¿Qué Mierda Pasa en Cuba? ¡Hasta en el Metro de Madrid lo Cuentan!

Cubanos en Madrid denuncian la crisis y falta de libertad en su país en el metro, buscando visibilizar la dura realidad sin pedir ayuda.

¡Oye esto pa' que veas!

Resulta que en el metro de Madrid, ese que va pa' todos lados, se formó un bochinche bueno. Dos cubanos, Avana de la Torre y Lázaro Mireles, que viven allá en España, se pararon en una estación a contarle a la gente lo que está pasando en Cuba.

Y ojo, que no estaban pidiendo ni un peso ni un plato de comida, nada de eso. Su movida era pura información, querían que la gente supiera la verdad, la de verdad, de cómo está la cosa en la isla.

¿Dónde y cuándo fue el cuento?

Pues mira, esto pasó en pleno metro de Madrid, un lugar donde pasa gente de todo tipo, día tras día. Imagínate el gentío, el ruidito de los trenes, y de repente, dos cubanos en medio a soltar la sopa.

Estaban ahí, parados, hablando clarito. Lázaro Mireles, con la gente pasando, soltó que él y Avana no venían a pedir limosna, que solo querían que se enteraran de que Cuba necesita ser libre de verdad.

¿Y por qué importa este rollo?

Porque estos muchachos están diciendo que lo que se oye por ahí de que en Cuba hay libertad, ¡eso es mentira! Están denunciando que hay gente presa por pensar diferente, que no hay ni leche pa' los niños y que la miseria está pegando duro.

Lo que quieren es que la gente sepa la realidad, que no se coman el cuento oficial. Su acción es para que se sepa lo que viven millones de cubanos, que la situación es bien, bien difícil.

¿Qué dicen las partes?

Bueno, los que hablan son los propios cubanos que están en el exilio y que se atreven a alzar la voz.

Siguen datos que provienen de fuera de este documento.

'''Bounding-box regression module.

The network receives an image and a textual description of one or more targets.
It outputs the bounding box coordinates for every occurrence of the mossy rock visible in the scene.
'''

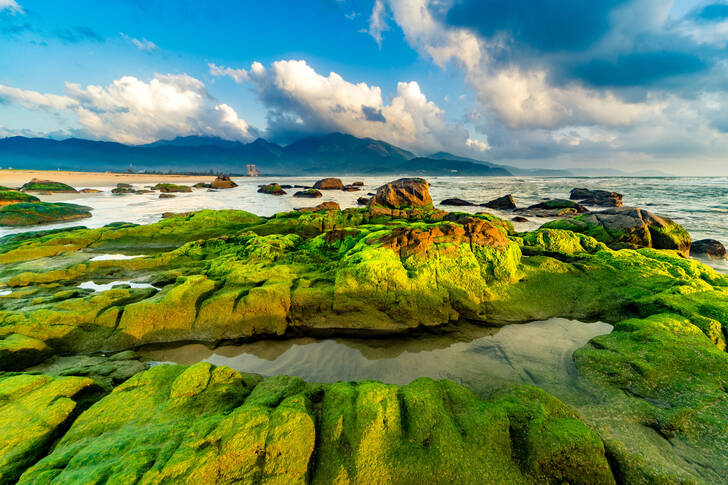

Avana de la Torre y Lázaro Mireles son los que están dando la cara.

Su mensaje es directo: desmentir la supuesta libertad que venden. Lo que dicen es que la situación es de escasez, de represión y de falta de derechos básicos para la gente de a pie.

¿Y ahora qué?

Pues lo que queda es seguir de cerca estas denuncias. El gesto de estos cubanos en Madrid pone el dedo en la llaga, mostrando que la sociedad civil, aunque esté lejos, busca hacerse oír.

Queda en el aire qué va a pasar con esta denuncia y si más gente se animará a contar lo que pasa. Lo cierto es que la conversación sobre los derechos humanos y la dignidad en Cuba sigue viva, gracias a estas voces.